I went to their “Desktops” page and without much thought decided on the “Wild Dog Pro“. I don’t have huge requirements, so the big monster with wheels the “Silverback” (probably named after the gorilla) was right out. I picked more of a middle of the road machine with the following specs:

  • Case: Black brushed aluminum
  • CPU: 4.2 GHz i7-6700K (4.0 up to 4.2 GHz – 8MB Cache – 4 Cores – 8 Threads) + Liquid Cooling
  • Memory: 32 GB Dual-channel DDR4 at 2133 MHz (4× 8 GB)
  • Graphics: 2 GB GTX 960 Superclocked with 1024 CUDA Cores
  • Storage: 1 TB 2.5″ Solid State Drive
  • Dual Layer CD-RW / DVD-RW
  • WiFi up to 867 Mbps + Bluetooth
  • 3 Year Limited Parts and Labor Warranty

I also ordered two day shipping, since I thought I would need it fast.

I got an order confirmation almost immediately with an estimate of 2 to 6 days to ship. Soon after that I got a note stating that the Wild Dog was running toward the latter end of that range. I figured I could just use my laptop until the new machine arrived if necessary, and I waited.

While I was waiting, I still continued to use my old desktop. I noticed the rebooting issue happened toward the end of the day. It finally dawned on me (I’m a little thick) that it might be heat related. I crawled under the desk to find that the power supply fan wasn’t working. I ordered a new one of those to see if it would help.

Since the new power supply arrived before the Wild Dog shipped, and it fixed my issue, I contacted System 76 to see if I could change the shipping from “speedy” to something more like “camel”. They were happy to do it and refunded the difference in price.

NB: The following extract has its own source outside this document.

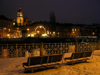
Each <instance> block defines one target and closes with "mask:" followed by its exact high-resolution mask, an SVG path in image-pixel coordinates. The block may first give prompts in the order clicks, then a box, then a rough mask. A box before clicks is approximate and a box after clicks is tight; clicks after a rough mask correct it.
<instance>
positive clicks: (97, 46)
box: [97, 41, 100, 50]
mask: <svg viewBox="0 0 100 75" xmlns="http://www.w3.org/2000/svg"><path fill="white" fill-rule="evenodd" d="M97 48H98V50H99V49H100V41H98V42H97Z"/></svg>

Anyway, the new machine finally arrived (I ordered this on 29 January and got it on 16 February – a little slow but faster than Lenovo and Dell have been for me in the past). It showed up in a standard brown box:

Wild Dog Pro Box

The unit was minimally packaged inside (which I like):

Wild Dog Pro Box Open

Pretty case with a minimalist look:

Wild Dog Pro Front

with all of the “business” being on the back:

Wild Dog Pro Back

This has USB 2.0, USB 3.0 and USB 3.1 ports, including a USB-C connector should you be into such things.

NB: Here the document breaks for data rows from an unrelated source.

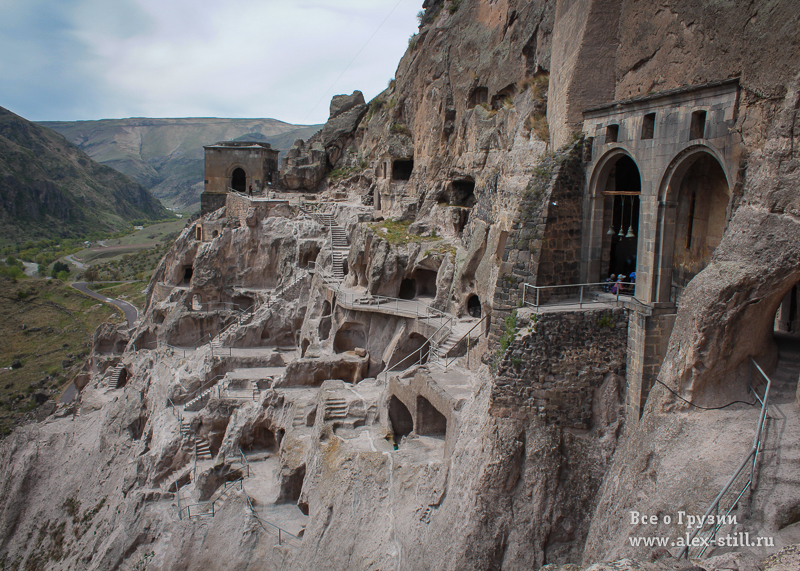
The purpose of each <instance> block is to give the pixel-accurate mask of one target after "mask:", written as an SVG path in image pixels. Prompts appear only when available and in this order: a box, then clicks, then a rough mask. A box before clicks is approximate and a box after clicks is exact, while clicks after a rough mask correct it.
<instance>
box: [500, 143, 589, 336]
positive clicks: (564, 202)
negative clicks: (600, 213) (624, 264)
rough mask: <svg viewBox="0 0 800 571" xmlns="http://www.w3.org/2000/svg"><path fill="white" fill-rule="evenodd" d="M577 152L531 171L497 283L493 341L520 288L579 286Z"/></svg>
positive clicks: (522, 197) (513, 308)
mask: <svg viewBox="0 0 800 571" xmlns="http://www.w3.org/2000/svg"><path fill="white" fill-rule="evenodd" d="M583 176H584V175H583V165H582V163H581V147H580V145H579V144H577V143H576V144H573V145H572V146H571V147H570V148H569V149H568V150H567V151H566V152H565V153H563V154H559V155H555V156H551V157H546V158H545V159H543V160H542V161H541V162H540V164H539V165H538V166H537V167H536V169H534V174H533V177H532V178H531V182H530V183H529V184H528V187H527V189H526V190H525V194H524V196H523V197H522V198H521V199H520V205H519V208H518V210H517V214H516V218H515V220H514V223H513V225H512V230H511V232H509V234H508V238H507V239H506V242H505V246H504V249H503V254H502V262H501V265H500V271H499V274H498V278H497V283H496V284H495V290H494V304H493V308H492V324H491V336H492V339H494V340H496V339H497V338H499V337H500V335H502V333H503V324H504V322H505V318H506V317H507V316H508V315H510V314H511V311H513V309H514V308H516V307H518V306H519V305H520V303H521V302H522V291H523V290H522V288H523V283H528V284H532V285H540V286H541V285H558V284H569V283H578V279H579V277H580V260H579V252H580V244H581V199H582V192H583V191H582V189H583Z"/></svg>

I like the case, but they tape a letter on the top that, when removed, you can still see the marks left by the tape. I haven’t hit this with goo cleaner since it is going under my desk, but it did detract from the overall look of the unit. The letter contained a welcome note and some stickers, as well as a little cut-out dude called the “Desktop Sentinel” and named “M3lvin”. Not quite sure what that is, and a quick Google search turned up nothing.

Wild Dog Pro Letter

Of course, the first thing I did was open it up. The case is nice, although I’ve grown used to captive screws to remove side panels and was surprised when the two I took off came completely off. The system is well laid out inside with room for expansion (I wanted to put in a backup SATA drive to go with the SSD).

Wild Dog Pro Right

Wild Dog Pro Left

I can’t tell you much about the performance. It seems plenty fast, and I downloaded the test suites from Phoronix but just didn’t have the hours to run them for benchmarks. While it ships with Ubuntu 15.10, I’m a Linuxmint guy so I immediately went to install Mint on the machine.

This was harder than I thought it would be. I could not get the BIOS to boot off of the USB stick no matter what I tried (it saw the stick in the boot menu but wouldn’t boot to it). I ended up burning the image to DVD and, while slower, worked fine.

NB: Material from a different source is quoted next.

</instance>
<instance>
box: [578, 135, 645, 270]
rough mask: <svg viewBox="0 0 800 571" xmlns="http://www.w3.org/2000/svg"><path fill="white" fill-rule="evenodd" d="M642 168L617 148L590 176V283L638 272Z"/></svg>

Then it dawned on me that they probably shipped with Ubuntu 15.10 because it has one of those fancy “Skylake” processors which benefits from later kernels. Luckily I had run into this with my Dell laptop, so I installed gcc-4.9 and the 4.4 kernel and everything worked but the wireless card. Turns out you need to install the latest ndiswrapper and you’ll be good to go.

Needless to say I’m eager for Mint 18 to come out with support for the later kernels.

Overall, I’m happy with my purchase. There is room for improvement on the speed of producing it and shipping it out, but my decision to use Mint was totally on me. I look forward to getting many hours of use out of this machine.